Admin transfer detection. The moment the admin authority was transferred to an unknown address, at 16:05 UTC, real-time alerts would have triggered immediate incident response, potentially before the attacker could disable circuit breakers and begin draining.

Abnormal withdrawal pattern detection. The attacker executed 33 rapid borrow-loop transactions to drain the vault. Monitoring systems tracking withdrawal velocity and volume against historical baselines would have flagged this within the first few transactions, enabling faster intervention by bridge operators and stablecoin issuers like Circle to freeze assets in transit.

Fake market and oracle manipulation alerts. The creation of new spot markets (CVT) with an unrecognized token and an attacker-controlled oracle would have been detected as anomalous, especially when collateral weights were immediately set to maximum values in the same transaction.

With QuillAudits monitoring in place, the attack window between admin takeover and fund drainage, roughly 10 minutes, could have been significantly compressed, and downstream laundering through Jupiter, CCTP, and Wormhole could have been disrupted much earlier.
 

Funds Flow After Attack

The attacker drained over $285M across multiple tokens, then swapped most of it into USDC, WSOL, WBTC, and WETH using Jupiter Protocol.

The attacker followed a classic playbook—splitting funds across multiple wallets and then moving them further to create a complex web of transactions.

After all the swaps and layered transfers, the attacker bridged the funds to Ethereum, consolidating everything into ETH. The assets are now sitting across four attacker-controlled EOAs.

Post Attack Mitigation

The team had confirmed an active attack, paused deposits and withdrawals, and is working closely with security partners to contain the incident as quickly as possible.

After the pause, the team shared the root cause along with a Twitter-based postmortem.

The team is also reaching out to the attacker via blockscan chat in an attempt to negotiate.
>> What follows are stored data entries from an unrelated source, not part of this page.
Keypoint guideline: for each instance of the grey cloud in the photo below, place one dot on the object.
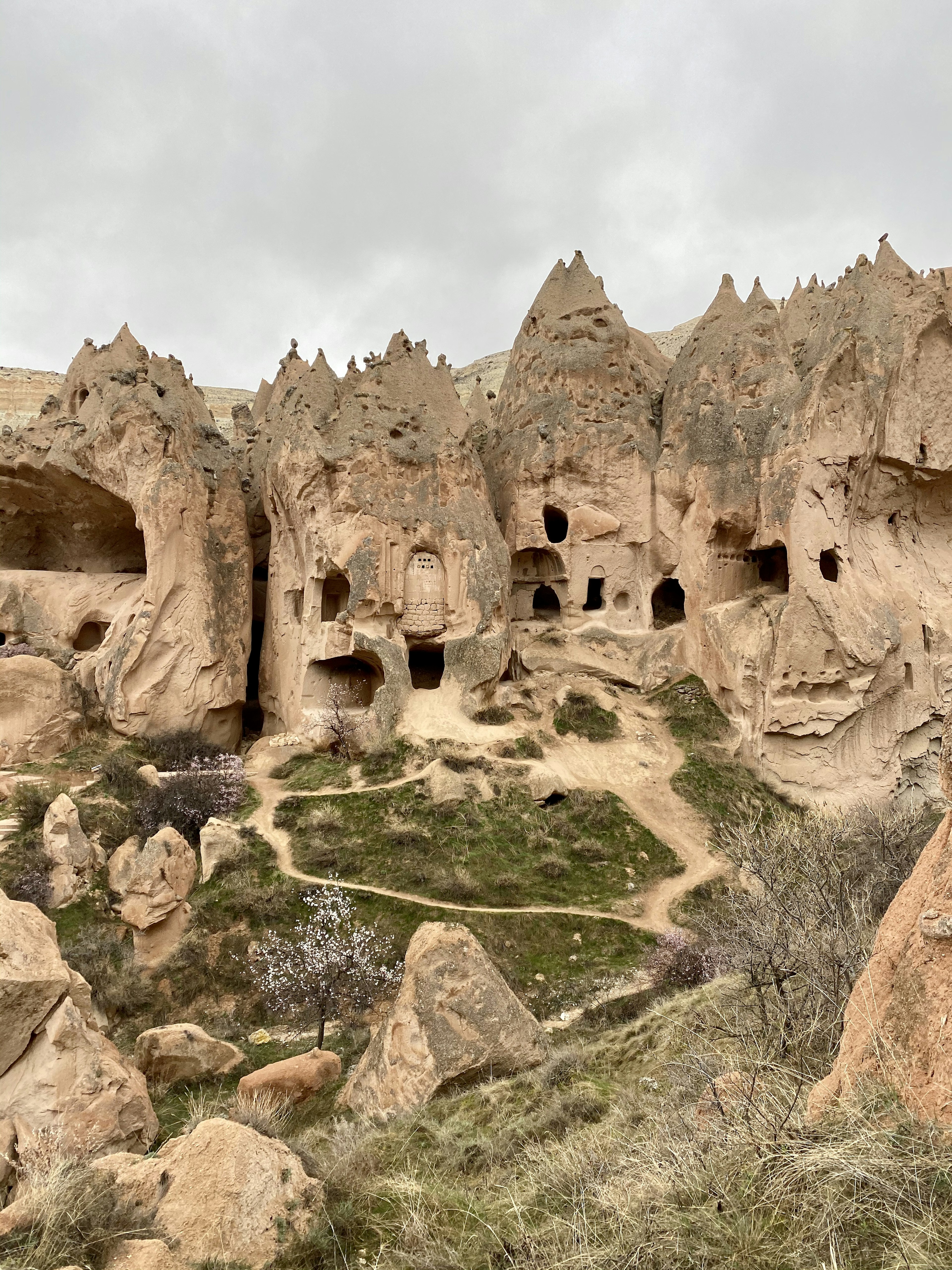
(226, 176)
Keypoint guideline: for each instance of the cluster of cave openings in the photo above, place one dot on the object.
(336, 596)
(361, 677)
(772, 568)
(557, 524)
(668, 604)
(427, 666)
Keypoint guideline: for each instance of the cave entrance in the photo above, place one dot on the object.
(361, 679)
(595, 595)
(668, 604)
(56, 522)
(252, 713)
(772, 567)
(545, 603)
(427, 666)
(336, 596)
(557, 524)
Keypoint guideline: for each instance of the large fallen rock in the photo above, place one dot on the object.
(895, 1028)
(219, 840)
(223, 1192)
(296, 1079)
(183, 1052)
(160, 879)
(455, 1020)
(74, 858)
(33, 976)
(41, 710)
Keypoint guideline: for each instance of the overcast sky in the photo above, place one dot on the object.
(225, 175)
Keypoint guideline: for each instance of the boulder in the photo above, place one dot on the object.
(157, 943)
(183, 1052)
(298, 1079)
(33, 977)
(144, 1255)
(122, 861)
(41, 710)
(74, 858)
(221, 1192)
(895, 1028)
(160, 879)
(73, 1080)
(219, 840)
(455, 1020)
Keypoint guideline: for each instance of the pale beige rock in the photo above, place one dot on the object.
(157, 943)
(445, 785)
(160, 879)
(41, 710)
(33, 977)
(144, 1255)
(73, 1080)
(127, 474)
(455, 1020)
(183, 1052)
(296, 1079)
(219, 840)
(74, 858)
(221, 1192)
(405, 578)
(897, 1020)
(122, 861)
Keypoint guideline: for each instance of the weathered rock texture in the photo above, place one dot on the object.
(121, 512)
(387, 570)
(455, 1022)
(897, 1023)
(183, 1052)
(41, 710)
(223, 1192)
(56, 1070)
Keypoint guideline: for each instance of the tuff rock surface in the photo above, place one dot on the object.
(223, 1192)
(455, 1022)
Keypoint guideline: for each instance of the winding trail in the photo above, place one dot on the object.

Relevant Address and Transactions

Attacker EOAs Ethereum

• 0xAa843eD65C1f061F111B5289169731351c5e57C1
• 0xD3FEEd5DA83D8e8c449d6CB96ff1eb06ED1cF6C7
• 0xbDdAE987FEe930910fCC5aa403D5688fB440561B
• 0x0FE3b6908318B1F630daa5B31B49a15fC5F6B674
   

Attacker Account Solana

• HkGz4KmoZ7Zmk7HN6ndJ31UJ1qZ2qgwQxgVqQwovpZES
• H7PiGqqUaanBovwKgEtreJbKmQe6dbq6VTrw6guy7ZgL
   

Drift Vault

JCNCMFXo5M5qwUPg2Utu1u6YWp3MbygxqBsBeXXJfrw
 

Drift Vault State

5zpq7DvB6UdFFvpmBPspGPNfUGoBRRCE2HHg5u3gxcsN
 

Drift V2 Program

dRiftyHA39MWEi3m9aunc5MzRF1JYuBsbn6VPcn33UH
 

Admin Update Transactions

• 2HvMSgDEfKhNryYZKhjowrBY55rUx5MWtcWkG9hqxZCFBaTiahPwfynP1dxBSRk9s5UTVc8LFeS4Btvkm9pc2C4H
• 4BKBmAJn6TdsENij7CsVbyMVLJU1tX27nfrMM1zgKv1bs2KJy6Am2NqdA3nJm4g9C6eC64UAf5sNs974ygB9RsN1
   

Drift Vault Arkham Profile

JCNCMFXo5M5qwUPg2Utu1u6YWp3MbygxqBsBeXXJfrw
 

Conclusion

The Drift exploit is a clear example of how operational security failures can bypass even audited smart contracts. A weak 2/5 multisig threshold, zero timelock, and the abuse of durable nonces gave the attacker everything they needed. No code was broken, governance was. For protocols managing hundreds of millions, real-time on-chain monitoring, stricter multisig configurations, and signer verification processes are no longer optional, they are the last line of defense.